Expanding the model into low- and moderate-income communities is a critical challenge for social workers. Reliance on membership dues to support infrastructure and coordinate services is problematic. In lower-income communities, the dues would have to be subsidized or services scaled back to sustain a Village. Likewise, reliance on volunteers may be more challenging in lesser endowed or historically disempowered communities. Social workers need to focus on building external support from public and private sources to expand these initiatives.

Policy and Research Roles
Social workers also face challenges in conducting research and using findings to improve Village practices and long term care policy. Because the Village model is in the developing stage, there is a lack of research on its efficacy. The impact of Village services on long term care outcomes, such as premature institutionalization, quality of life, overall health, or cost-effectiveness, is not well understood. A better understanding will help Villages build a case for policy changes at local, state, and federal levels, including access to funding to subsidize Village programs in low-income communities or for additional in-home support services.
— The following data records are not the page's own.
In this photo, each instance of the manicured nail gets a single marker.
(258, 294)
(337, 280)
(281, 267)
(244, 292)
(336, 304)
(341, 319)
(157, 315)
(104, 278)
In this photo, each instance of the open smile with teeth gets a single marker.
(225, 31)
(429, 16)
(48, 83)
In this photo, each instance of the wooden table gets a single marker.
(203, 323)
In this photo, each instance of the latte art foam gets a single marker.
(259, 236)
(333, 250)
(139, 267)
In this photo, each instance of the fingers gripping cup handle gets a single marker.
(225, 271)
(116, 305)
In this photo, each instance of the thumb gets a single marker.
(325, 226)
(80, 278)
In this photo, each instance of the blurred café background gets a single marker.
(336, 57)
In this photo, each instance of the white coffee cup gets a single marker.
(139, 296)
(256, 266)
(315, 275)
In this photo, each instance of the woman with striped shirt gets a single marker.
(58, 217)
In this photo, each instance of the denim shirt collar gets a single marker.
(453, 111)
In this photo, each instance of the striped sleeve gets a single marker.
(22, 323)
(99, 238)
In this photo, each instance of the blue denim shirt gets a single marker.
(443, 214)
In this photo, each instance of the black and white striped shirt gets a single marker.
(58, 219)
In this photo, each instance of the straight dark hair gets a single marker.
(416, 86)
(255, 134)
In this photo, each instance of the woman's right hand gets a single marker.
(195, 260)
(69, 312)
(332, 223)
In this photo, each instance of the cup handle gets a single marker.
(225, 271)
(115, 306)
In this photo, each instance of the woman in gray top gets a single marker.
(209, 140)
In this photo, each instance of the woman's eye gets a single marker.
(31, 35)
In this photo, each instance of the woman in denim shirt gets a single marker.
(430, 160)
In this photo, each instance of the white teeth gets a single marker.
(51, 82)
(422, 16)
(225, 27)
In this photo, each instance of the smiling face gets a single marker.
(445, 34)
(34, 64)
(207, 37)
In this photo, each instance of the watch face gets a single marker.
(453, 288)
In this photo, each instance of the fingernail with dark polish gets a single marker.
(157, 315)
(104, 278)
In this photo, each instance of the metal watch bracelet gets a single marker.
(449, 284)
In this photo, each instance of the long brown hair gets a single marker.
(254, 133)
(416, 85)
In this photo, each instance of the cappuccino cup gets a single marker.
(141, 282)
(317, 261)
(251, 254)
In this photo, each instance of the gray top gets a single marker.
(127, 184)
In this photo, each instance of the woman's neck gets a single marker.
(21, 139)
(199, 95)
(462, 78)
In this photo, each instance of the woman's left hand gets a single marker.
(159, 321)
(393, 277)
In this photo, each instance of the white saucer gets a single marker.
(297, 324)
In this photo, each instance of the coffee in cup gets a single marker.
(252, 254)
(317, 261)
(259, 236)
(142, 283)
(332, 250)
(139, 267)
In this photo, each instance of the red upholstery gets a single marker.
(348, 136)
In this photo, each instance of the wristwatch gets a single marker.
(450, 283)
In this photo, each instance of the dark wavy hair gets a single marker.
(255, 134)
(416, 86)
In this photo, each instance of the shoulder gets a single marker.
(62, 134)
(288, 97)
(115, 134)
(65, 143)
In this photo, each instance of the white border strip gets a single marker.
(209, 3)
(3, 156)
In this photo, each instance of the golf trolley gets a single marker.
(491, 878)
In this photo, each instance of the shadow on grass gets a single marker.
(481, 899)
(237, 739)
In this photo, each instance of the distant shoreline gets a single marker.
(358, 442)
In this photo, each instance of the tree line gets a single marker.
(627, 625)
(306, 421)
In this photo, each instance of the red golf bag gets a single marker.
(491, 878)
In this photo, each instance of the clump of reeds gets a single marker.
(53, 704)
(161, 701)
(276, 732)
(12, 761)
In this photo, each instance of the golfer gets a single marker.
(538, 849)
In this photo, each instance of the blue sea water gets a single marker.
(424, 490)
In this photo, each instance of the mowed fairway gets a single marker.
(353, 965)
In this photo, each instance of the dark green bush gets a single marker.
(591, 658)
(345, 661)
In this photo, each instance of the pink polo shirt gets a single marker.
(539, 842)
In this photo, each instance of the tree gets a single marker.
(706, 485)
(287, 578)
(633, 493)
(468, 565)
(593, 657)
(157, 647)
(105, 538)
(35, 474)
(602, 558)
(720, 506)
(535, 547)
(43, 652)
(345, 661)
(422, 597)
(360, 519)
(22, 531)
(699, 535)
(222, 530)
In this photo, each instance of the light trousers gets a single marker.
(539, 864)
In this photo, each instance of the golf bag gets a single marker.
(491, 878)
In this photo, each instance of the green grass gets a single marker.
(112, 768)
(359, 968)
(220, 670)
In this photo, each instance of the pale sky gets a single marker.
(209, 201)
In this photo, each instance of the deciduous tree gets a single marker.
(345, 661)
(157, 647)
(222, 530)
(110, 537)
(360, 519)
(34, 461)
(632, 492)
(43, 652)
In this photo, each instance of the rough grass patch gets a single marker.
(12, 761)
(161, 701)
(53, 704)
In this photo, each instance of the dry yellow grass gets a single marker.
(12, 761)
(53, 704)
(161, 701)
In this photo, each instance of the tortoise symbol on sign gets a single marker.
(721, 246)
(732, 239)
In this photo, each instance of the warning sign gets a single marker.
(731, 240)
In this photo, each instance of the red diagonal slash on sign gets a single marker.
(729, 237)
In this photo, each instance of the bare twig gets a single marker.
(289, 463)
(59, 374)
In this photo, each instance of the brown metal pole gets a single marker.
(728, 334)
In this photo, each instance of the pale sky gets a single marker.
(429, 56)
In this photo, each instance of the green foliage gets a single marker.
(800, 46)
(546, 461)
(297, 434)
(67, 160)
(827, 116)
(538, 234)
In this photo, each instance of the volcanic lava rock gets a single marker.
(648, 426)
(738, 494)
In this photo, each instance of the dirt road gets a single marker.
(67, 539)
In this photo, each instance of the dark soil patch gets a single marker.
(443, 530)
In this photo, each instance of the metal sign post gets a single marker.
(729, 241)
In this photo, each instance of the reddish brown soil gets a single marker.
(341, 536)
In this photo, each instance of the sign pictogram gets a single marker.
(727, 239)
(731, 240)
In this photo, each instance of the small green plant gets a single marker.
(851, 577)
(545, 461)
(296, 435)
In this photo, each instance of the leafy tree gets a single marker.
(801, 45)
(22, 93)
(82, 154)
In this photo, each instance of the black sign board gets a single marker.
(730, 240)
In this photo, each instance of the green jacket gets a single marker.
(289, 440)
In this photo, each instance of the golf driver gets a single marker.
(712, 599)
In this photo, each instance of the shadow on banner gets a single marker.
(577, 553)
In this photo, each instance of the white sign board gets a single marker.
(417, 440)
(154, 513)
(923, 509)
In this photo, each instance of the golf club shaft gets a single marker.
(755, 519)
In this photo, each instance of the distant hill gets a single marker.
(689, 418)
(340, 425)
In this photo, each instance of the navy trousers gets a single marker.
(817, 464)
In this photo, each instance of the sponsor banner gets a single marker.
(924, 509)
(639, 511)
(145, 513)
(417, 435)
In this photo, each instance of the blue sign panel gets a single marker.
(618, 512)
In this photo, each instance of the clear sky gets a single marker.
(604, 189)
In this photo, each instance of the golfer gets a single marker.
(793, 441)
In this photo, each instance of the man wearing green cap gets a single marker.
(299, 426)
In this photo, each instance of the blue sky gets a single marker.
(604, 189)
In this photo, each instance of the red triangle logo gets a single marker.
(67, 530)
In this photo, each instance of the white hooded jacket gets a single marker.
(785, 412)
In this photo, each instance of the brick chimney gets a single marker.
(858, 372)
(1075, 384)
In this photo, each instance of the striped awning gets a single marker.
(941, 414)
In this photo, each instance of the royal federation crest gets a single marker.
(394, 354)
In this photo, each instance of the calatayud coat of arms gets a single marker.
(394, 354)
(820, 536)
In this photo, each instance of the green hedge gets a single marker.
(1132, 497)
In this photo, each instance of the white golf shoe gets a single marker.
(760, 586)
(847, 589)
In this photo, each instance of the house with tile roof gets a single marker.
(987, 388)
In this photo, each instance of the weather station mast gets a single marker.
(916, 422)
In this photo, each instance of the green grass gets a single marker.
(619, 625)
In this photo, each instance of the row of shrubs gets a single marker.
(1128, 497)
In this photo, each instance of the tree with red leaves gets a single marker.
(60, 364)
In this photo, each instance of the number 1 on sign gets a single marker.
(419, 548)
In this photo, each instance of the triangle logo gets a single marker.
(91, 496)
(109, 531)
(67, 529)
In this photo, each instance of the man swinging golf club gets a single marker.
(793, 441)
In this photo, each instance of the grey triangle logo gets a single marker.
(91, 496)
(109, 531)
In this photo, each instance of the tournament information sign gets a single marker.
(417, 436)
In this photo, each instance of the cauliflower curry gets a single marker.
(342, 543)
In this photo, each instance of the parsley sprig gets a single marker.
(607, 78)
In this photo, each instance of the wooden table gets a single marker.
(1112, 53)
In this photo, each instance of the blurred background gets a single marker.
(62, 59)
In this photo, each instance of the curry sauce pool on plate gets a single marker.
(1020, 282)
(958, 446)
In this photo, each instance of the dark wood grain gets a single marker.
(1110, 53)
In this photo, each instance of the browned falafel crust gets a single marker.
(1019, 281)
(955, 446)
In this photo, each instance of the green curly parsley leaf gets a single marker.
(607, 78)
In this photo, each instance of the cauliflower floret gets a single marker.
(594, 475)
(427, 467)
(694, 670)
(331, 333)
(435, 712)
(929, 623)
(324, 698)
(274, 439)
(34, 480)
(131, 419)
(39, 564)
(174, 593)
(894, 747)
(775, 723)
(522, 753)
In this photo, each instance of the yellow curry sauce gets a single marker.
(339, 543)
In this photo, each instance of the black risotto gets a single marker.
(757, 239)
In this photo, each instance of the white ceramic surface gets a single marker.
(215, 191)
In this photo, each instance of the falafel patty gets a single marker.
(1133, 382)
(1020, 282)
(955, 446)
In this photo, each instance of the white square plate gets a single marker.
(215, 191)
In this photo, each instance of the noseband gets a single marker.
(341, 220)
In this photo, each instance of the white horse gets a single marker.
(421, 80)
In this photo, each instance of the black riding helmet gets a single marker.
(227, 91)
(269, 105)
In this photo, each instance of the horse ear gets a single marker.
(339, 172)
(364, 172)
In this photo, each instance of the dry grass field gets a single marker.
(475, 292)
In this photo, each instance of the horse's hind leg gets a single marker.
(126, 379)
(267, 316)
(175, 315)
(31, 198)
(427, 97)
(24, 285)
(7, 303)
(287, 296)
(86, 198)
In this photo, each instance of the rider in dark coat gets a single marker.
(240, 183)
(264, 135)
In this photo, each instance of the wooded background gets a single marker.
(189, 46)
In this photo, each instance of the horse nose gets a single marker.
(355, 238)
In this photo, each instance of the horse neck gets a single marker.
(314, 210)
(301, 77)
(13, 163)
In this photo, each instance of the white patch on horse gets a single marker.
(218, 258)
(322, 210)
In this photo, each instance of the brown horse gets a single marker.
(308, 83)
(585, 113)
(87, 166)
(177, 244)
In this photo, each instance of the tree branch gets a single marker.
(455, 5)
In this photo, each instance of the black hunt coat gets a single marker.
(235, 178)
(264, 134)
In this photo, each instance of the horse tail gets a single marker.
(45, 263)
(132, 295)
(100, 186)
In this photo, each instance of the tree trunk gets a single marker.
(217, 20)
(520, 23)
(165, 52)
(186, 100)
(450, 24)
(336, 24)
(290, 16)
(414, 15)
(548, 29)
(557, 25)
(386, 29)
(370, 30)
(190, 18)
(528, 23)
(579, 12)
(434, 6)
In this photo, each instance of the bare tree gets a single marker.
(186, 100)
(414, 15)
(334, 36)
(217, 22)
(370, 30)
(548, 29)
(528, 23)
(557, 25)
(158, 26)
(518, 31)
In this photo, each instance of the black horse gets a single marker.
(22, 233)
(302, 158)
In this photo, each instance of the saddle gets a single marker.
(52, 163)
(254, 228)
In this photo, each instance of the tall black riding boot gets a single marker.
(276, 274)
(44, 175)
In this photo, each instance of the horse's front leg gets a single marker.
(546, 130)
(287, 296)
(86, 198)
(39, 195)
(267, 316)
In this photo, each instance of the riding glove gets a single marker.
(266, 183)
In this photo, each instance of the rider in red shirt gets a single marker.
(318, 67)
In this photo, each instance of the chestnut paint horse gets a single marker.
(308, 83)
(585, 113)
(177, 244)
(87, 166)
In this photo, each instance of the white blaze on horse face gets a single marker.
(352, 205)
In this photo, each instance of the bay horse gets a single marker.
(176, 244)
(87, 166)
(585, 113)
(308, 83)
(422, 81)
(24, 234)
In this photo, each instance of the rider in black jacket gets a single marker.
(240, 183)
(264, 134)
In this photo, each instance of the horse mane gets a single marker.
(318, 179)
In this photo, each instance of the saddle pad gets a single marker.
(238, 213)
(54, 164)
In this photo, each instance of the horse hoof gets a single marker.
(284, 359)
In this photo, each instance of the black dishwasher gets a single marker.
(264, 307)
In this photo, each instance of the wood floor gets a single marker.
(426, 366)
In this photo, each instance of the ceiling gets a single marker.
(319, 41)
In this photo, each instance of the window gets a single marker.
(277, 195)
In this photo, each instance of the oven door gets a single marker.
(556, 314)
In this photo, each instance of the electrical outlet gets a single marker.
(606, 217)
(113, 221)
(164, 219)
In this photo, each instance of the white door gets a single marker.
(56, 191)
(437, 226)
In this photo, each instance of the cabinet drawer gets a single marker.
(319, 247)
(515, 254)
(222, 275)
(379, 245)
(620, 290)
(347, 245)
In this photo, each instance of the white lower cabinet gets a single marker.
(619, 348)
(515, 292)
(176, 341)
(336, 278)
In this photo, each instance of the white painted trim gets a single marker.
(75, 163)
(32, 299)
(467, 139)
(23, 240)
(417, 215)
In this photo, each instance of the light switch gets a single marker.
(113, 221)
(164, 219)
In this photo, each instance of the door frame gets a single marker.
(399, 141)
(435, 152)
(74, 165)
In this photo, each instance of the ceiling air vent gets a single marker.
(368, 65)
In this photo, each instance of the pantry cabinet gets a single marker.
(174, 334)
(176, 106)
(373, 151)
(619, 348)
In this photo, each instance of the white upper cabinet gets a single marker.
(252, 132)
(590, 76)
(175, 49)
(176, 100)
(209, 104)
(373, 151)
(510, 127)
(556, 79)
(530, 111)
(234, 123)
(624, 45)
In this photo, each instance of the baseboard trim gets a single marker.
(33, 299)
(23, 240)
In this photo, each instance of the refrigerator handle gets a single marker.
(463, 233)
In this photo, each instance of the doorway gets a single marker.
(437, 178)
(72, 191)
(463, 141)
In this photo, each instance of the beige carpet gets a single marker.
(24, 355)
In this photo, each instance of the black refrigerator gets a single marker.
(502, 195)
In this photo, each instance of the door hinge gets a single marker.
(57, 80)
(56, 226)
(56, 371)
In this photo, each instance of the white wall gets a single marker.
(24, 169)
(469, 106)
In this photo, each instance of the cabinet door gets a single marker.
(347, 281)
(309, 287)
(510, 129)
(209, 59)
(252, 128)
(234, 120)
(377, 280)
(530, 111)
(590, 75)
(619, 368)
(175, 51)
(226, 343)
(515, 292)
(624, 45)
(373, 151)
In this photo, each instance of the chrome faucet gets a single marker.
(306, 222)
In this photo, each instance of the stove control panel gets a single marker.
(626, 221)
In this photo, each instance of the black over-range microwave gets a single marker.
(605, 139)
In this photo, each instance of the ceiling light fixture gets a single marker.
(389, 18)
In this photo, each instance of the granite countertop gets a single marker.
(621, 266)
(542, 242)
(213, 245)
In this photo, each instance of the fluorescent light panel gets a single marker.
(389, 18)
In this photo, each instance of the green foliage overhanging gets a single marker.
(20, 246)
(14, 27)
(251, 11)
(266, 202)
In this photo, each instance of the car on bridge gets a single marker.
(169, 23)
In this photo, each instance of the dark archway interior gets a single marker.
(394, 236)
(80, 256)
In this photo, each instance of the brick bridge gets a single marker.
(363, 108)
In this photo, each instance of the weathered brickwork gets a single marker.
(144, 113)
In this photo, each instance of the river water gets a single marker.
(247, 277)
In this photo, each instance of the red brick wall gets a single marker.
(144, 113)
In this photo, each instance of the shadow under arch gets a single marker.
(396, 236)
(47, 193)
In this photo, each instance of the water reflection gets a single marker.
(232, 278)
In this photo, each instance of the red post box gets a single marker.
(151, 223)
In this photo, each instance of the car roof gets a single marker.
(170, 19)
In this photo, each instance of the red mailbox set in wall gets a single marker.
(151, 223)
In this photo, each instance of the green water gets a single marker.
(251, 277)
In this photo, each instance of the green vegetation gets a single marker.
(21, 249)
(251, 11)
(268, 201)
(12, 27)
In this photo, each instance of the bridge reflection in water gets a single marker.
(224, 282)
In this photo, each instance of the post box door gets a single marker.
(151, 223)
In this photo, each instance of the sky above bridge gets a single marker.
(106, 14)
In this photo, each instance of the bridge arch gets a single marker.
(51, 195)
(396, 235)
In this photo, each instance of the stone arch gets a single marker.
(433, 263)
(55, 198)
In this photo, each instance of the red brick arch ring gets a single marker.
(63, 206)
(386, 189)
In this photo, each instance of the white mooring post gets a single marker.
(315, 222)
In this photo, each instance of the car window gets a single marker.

Additionally, the impact of Villages at the community level, including their ability to build a sense of community, increase civic engagement, enhance personal and interpersonal empowerment, increase social capital, and engage the leadership of older adults, is not well understood. It’s necessary to determine the impact of a volunteer-first model, which includes the benefits to volunteers and members alike. This research is vital to conclude whether Villages are meeting the goals set forth in the model’s mission.

The Village Vision
Not all aspects of aging in place can be addressed via volunteer services or at the community level. Not all older adults will choose to remain in a particular community, so a continuum of options is needed. We are not proposing a devolutionary response to long term care services, whereby the community becomes the focal point and main provider of services. Rather, we are suggesting that Village initiatives have a role in supporting aging in place by expanding access to critical resources within communities and raising awareness of the need for long term care.

The rapidly growing Village movement has presented a new community-based service medium for older adults who choose to age at home. Social work’s practice philosophy is particularly compatible with the empowerment and community-focused philosophy of the Village model.

Note: A more detailed discussion of the Village model can be found in the authors’ article “It Takes a Village: Community Practice, Social Work & Aging in Place,” published in the Journal of Gerontological Social Work (2011, 54(5), 528-541).

— Katie McDonough, MSW, LICSW, is executive director of Capitol Hill Village in Washington, DC.

— Joan K. Davitt, PhD, MSS, MLSP, is an associate professor and the Hartford Geriatric Faculty Scholar in the School of Social Work at the University of Maryland, Baltimore.

 

References
O’Melia, M. W., Miley, K. K., & Dubois, B. L. (2004). Generalist social work practice: an empowering approach. 4th ed. Boston: Allyn and Bacon.

Rothman, J. (1995). Approaches to community intervention. In J. Rothman, J. L. Erlich, J. E. Tropman (Eds.), Strategies of community intervention. 5th edition. (pp. 26-63) Itasca, IL: F. E. Peacock.

Warren, R. L. (1971). The community in America. 2nd ed. Chicago, IL: Rand McNally.

Weil, M. (2005). Introduction: Contexts and challenges for 21st century communities. In M. Weil (Ed.), The handbook of community practice. (pp. 3-33). Thousand Oaks, CA: Sage Publications.